As per the views of Wei, Xu and Zeng, (2017), Budgetary techniques are to be used by professionals which in turn will be effective and helpful as per monitoring the financial activities of firm. Here, professionals of various industries will make appropriate analysis over fund requirements of business on which they will be helpful as per making appropriate study over the facts. It will be helpful too, in terms of analysing funds requirements as well as making alternative solutions to reduce the costs implicated in various activities.

Considering issues

In order to remain for longer period of time in the market. There are certain issues can be taken into account in reliable manner. Some of them are mentioned underneath:

  • Check of proper planning before execution: Make proper compulsion with overall performances and take deep analysis of all crucial aspects those are reliable for better future.
  • Maintain regular record and valuation: They cannot be complacent though assuming all above data which is being presented in front of the investors to detect leader’s weaknesses.
  • Quality would not be an option, it would be necessities: Proper estimation with proper demand and supply can be lead to detect losses that can make huge impacts on the performances (Baker, Jabbouri and Dyaz, 2017). There is stock valuation that is major problems of scrap and wastages during an accounting period.

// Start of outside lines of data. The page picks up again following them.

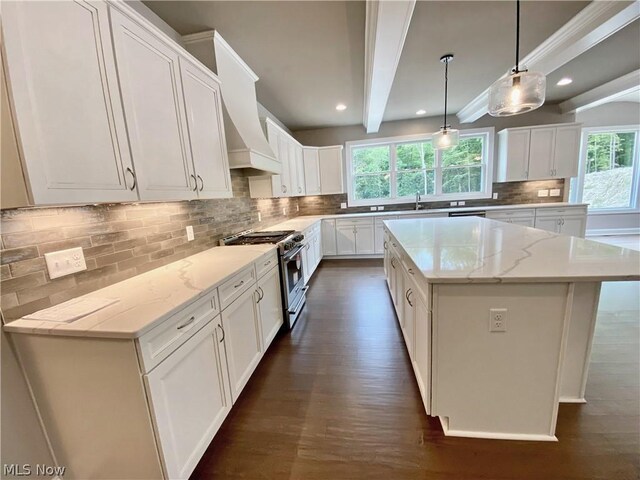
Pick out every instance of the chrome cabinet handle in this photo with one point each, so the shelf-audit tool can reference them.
(188, 322)
(135, 182)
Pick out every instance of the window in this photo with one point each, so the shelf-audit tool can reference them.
(393, 170)
(608, 175)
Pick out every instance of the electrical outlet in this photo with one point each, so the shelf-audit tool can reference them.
(498, 320)
(65, 262)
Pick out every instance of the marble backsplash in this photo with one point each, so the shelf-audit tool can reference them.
(119, 241)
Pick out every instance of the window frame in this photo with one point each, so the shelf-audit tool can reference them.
(487, 168)
(577, 189)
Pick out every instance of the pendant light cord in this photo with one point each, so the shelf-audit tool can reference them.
(446, 81)
(516, 70)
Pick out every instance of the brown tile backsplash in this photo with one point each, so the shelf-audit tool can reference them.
(508, 194)
(119, 241)
(124, 240)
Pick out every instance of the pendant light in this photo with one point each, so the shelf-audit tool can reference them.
(521, 91)
(447, 137)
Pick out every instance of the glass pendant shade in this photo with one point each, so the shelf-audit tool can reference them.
(445, 138)
(518, 93)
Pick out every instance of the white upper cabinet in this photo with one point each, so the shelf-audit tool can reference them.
(149, 73)
(330, 159)
(206, 131)
(311, 171)
(66, 102)
(538, 153)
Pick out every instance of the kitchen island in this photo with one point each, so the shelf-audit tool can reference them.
(498, 319)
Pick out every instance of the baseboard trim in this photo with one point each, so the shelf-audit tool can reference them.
(603, 232)
(572, 400)
(494, 435)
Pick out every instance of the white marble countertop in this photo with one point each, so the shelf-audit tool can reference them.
(148, 299)
(473, 250)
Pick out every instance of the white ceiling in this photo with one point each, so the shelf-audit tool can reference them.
(309, 55)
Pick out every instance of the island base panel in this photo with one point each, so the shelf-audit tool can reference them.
(582, 324)
(499, 384)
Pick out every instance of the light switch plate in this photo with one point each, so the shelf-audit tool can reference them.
(65, 262)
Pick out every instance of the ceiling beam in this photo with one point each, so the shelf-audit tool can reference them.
(605, 93)
(387, 23)
(593, 24)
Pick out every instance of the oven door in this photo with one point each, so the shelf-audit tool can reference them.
(293, 276)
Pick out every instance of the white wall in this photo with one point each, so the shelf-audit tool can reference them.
(610, 115)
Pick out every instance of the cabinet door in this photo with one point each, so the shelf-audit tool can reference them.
(550, 224)
(149, 75)
(286, 186)
(409, 299)
(68, 114)
(541, 150)
(329, 237)
(311, 171)
(567, 151)
(206, 131)
(514, 155)
(365, 240)
(574, 226)
(346, 240)
(270, 306)
(330, 160)
(242, 340)
(422, 353)
(189, 397)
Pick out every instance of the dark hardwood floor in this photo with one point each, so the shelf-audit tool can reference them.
(336, 399)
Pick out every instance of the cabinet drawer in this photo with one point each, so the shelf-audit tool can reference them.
(521, 212)
(349, 222)
(233, 288)
(266, 263)
(161, 341)
(560, 212)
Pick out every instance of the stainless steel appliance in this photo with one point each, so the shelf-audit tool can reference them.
(289, 243)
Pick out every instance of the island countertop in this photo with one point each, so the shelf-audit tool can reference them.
(479, 250)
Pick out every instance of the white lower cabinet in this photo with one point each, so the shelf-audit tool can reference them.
(270, 306)
(190, 398)
(241, 328)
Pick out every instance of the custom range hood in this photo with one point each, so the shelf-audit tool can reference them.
(248, 147)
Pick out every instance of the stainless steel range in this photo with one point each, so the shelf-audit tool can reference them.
(289, 243)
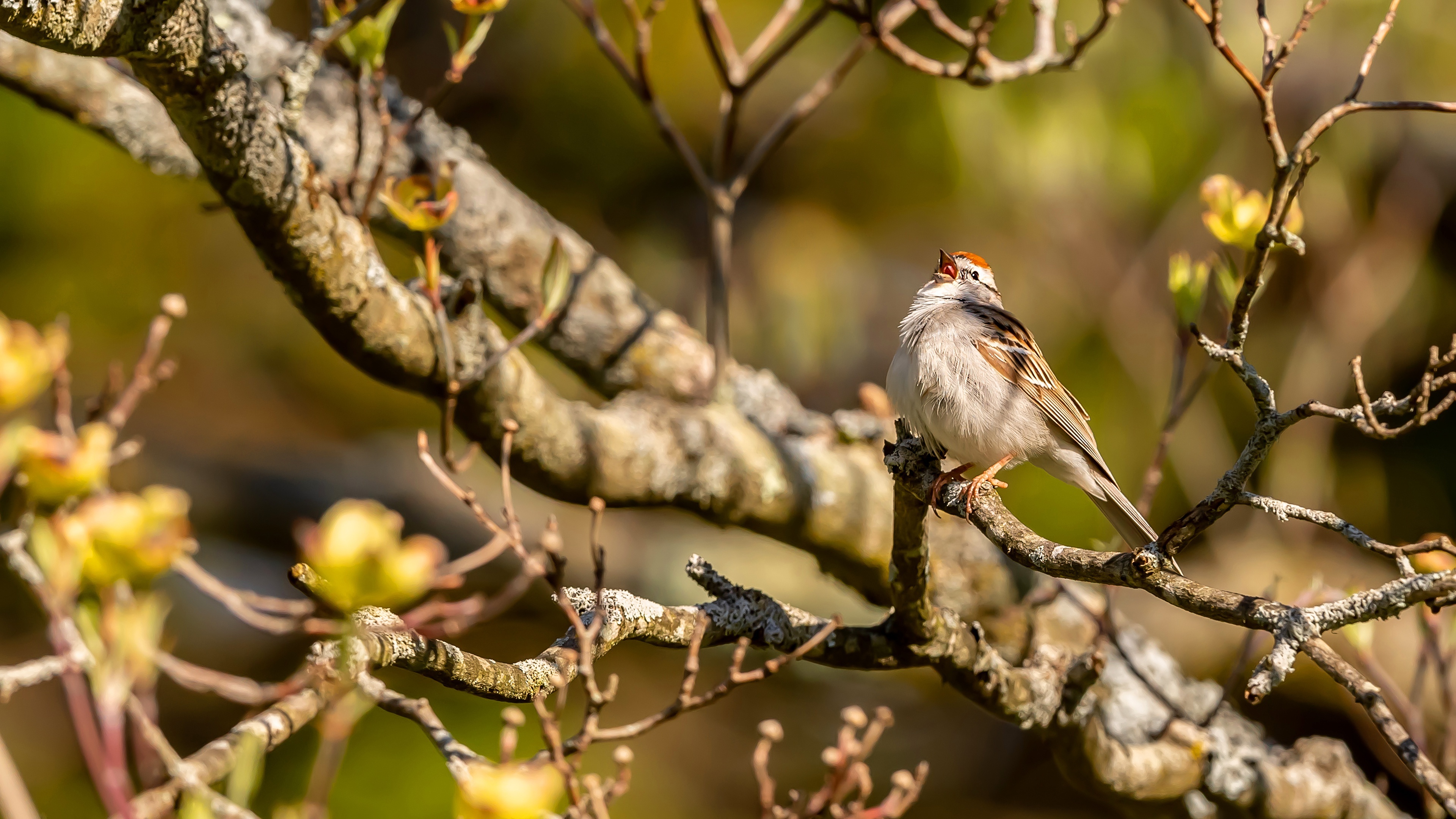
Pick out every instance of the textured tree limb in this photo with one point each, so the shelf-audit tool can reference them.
(1142, 570)
(1336, 524)
(1391, 729)
(766, 464)
(101, 98)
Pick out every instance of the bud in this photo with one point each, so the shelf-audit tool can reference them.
(472, 8)
(1360, 636)
(357, 550)
(509, 792)
(60, 547)
(57, 470)
(420, 203)
(1430, 563)
(1235, 218)
(123, 634)
(28, 359)
(771, 731)
(174, 305)
(135, 538)
(364, 44)
(555, 279)
(1187, 282)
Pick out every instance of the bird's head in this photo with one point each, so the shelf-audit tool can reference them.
(965, 276)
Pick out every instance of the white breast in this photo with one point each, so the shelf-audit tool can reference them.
(950, 394)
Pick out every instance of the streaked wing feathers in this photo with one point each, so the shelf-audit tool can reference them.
(1012, 352)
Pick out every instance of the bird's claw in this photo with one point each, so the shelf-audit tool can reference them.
(940, 484)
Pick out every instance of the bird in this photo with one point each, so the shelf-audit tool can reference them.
(972, 382)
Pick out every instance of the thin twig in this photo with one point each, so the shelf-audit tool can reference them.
(274, 615)
(1375, 46)
(147, 372)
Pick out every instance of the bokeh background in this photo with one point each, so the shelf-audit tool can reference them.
(1075, 186)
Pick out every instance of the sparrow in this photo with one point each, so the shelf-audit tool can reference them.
(972, 382)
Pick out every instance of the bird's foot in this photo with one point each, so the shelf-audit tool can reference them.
(941, 482)
(988, 477)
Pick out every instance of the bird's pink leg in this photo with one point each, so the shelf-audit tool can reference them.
(988, 477)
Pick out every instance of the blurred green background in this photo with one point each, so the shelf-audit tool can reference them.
(1075, 186)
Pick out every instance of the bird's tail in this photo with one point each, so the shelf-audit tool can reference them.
(1123, 516)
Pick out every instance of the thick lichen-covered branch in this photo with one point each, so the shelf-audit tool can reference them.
(764, 461)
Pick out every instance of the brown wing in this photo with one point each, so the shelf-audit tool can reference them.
(1011, 349)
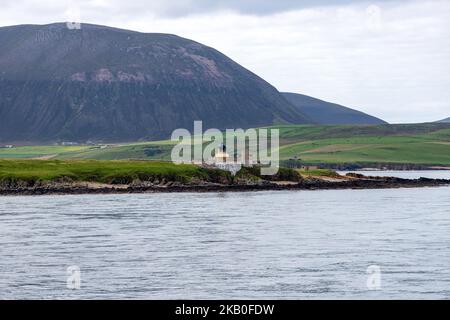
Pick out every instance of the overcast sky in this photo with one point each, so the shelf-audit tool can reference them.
(387, 58)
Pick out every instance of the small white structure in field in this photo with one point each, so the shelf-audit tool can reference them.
(222, 161)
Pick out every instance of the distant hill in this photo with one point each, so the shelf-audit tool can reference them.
(322, 112)
(102, 83)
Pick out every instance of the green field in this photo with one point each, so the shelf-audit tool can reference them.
(113, 172)
(427, 144)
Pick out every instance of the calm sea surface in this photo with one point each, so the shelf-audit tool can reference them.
(287, 244)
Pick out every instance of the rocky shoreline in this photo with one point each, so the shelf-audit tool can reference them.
(351, 181)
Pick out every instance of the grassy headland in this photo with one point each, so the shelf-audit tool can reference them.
(109, 172)
(417, 144)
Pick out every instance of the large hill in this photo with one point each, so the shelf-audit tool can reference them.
(102, 83)
(322, 112)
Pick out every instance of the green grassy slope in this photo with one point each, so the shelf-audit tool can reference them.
(404, 144)
(115, 172)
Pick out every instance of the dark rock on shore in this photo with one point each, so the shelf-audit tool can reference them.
(308, 184)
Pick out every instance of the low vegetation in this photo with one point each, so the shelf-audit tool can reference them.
(419, 144)
(112, 172)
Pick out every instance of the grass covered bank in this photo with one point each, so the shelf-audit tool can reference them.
(110, 172)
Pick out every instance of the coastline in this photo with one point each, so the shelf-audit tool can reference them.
(353, 181)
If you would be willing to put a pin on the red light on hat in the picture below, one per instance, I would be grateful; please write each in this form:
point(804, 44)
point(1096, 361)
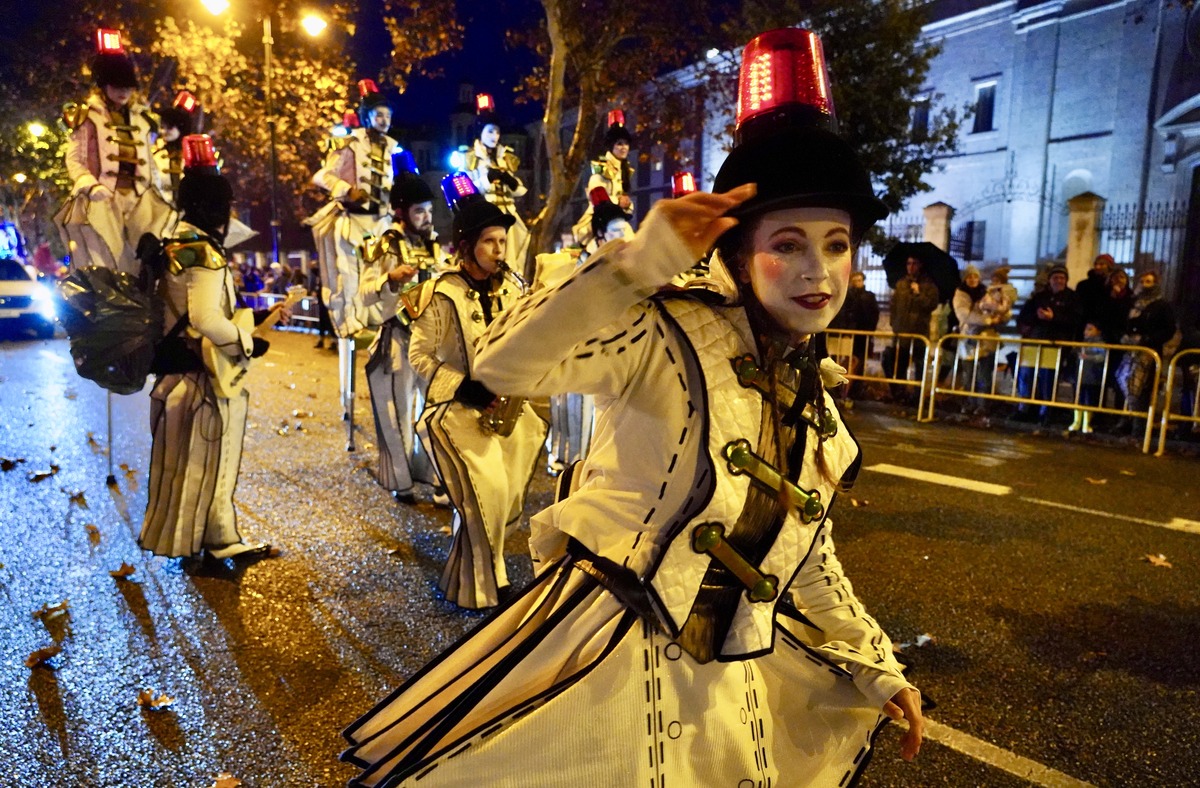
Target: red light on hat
point(682, 184)
point(198, 151)
point(783, 67)
point(108, 42)
point(185, 101)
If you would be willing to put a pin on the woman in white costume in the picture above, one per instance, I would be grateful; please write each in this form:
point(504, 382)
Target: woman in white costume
point(493, 167)
point(485, 474)
point(690, 624)
point(196, 451)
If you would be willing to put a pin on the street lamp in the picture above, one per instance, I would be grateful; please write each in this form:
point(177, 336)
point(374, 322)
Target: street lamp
point(312, 24)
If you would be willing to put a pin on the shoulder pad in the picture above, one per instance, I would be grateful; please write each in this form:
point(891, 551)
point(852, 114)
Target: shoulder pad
point(190, 252)
point(417, 298)
point(73, 114)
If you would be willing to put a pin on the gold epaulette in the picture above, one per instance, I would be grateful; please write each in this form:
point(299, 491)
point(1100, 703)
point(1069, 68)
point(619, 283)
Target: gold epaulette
point(417, 298)
point(190, 252)
point(73, 114)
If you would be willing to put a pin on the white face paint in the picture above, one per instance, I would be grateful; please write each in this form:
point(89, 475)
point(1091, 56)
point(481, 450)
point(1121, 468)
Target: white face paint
point(799, 266)
point(617, 228)
point(381, 119)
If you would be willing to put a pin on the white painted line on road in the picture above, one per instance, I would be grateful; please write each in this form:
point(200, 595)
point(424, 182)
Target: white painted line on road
point(1000, 758)
point(941, 479)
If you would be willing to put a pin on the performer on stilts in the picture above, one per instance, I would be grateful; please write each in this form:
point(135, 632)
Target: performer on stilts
point(115, 193)
point(493, 168)
point(358, 176)
point(690, 623)
point(401, 257)
point(612, 172)
point(484, 445)
point(196, 450)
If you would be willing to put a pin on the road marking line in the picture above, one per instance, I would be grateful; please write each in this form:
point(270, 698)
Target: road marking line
point(941, 479)
point(1000, 758)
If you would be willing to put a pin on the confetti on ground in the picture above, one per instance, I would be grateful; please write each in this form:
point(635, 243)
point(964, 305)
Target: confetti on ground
point(147, 699)
point(125, 572)
point(49, 611)
point(42, 656)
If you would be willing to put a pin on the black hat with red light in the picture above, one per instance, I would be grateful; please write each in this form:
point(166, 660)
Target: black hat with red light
point(472, 211)
point(204, 194)
point(370, 97)
point(604, 211)
point(786, 140)
point(617, 131)
point(112, 67)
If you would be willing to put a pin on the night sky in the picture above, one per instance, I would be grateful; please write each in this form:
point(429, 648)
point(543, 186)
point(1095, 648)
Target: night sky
point(484, 61)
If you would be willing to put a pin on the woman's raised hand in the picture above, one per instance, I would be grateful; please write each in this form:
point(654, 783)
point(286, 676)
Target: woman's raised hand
point(699, 218)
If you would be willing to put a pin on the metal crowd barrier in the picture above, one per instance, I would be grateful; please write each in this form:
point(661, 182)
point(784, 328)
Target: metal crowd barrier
point(1051, 365)
point(876, 347)
point(304, 313)
point(1189, 359)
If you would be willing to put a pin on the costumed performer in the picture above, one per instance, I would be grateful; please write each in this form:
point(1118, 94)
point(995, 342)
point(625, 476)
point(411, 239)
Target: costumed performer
point(690, 623)
point(484, 470)
point(197, 443)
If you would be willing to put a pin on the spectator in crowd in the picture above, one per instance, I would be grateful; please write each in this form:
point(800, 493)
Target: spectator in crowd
point(861, 312)
point(912, 306)
point(1051, 314)
point(1151, 325)
point(1093, 289)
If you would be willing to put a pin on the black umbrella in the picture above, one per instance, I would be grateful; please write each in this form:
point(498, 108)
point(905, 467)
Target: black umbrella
point(937, 265)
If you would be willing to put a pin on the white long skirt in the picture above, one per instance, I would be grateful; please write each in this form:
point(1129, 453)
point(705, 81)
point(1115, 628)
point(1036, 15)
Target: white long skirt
point(563, 686)
point(486, 477)
point(195, 457)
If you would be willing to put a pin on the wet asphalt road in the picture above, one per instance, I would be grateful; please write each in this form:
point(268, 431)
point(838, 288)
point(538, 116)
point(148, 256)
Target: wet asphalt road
point(1053, 637)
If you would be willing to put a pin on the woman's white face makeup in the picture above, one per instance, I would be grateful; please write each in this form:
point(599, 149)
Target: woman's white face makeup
point(799, 266)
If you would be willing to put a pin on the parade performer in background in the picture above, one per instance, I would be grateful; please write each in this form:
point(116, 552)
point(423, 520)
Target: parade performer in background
point(611, 172)
point(358, 176)
point(197, 433)
point(174, 124)
point(406, 253)
point(484, 445)
point(493, 170)
point(115, 193)
point(689, 623)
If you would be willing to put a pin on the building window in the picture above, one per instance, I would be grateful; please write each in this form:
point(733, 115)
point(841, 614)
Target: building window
point(985, 108)
point(921, 119)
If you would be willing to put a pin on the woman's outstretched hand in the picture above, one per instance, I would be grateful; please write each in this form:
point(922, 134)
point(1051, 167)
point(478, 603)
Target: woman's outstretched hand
point(906, 705)
point(699, 218)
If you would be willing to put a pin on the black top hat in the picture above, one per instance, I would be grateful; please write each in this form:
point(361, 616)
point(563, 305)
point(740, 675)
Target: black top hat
point(785, 143)
point(114, 68)
point(409, 190)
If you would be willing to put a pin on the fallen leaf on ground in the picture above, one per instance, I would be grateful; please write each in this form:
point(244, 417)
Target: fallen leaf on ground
point(147, 699)
point(42, 655)
point(49, 611)
point(42, 475)
point(124, 572)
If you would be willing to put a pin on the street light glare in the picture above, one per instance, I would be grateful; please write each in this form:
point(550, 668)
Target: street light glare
point(313, 24)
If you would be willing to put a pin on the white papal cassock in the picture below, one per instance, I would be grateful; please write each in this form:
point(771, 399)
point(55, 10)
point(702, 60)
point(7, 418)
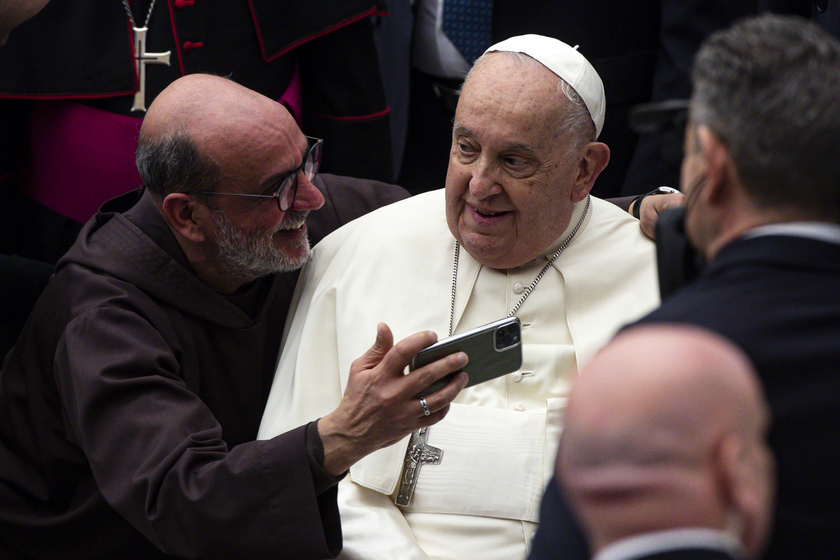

Recommendation and conclusion

From the above project report, it has been concluded that managerial finance is utmost crucial expected which will be needed to be analyse overall financial position of the company. It has been summarising all specific description of capital sources those are divided in two categories such as external or internal sources. Certain investment proposal tools are also being analyse by using NPV, IRR and ARR. Further, this has been suggested that overall margin can be assist them for valuable finding for present issues those are arises in an organisation are evaluated in more perfect manner.

References

  • Al-Malkawi, H. A. N. and Pillai, R., 2018. Analyzing financial performance by integrating conventional governance mechanisms into the GCC Islamic banking framework. Managerial Finance. 44(5). pp.604-623.
  • Baker, H. K., Jabbouri, I. and Dyaz, C., 2017. Corporate finance practices in Morocco. Managerial Finance. 43(8). pp.865-880.
  • Garner, J., Kim, T. Y. and Yong Kim, W., 2017. Boards of directors: a literature review. Managerial Finance. 43(10). pp.1189-1198.
  • Mansour, W. and Bhatti, M. I., 2018. The new paradigm of Islamic corporate governance. Managerial Finance. 44(5). pp.513-523.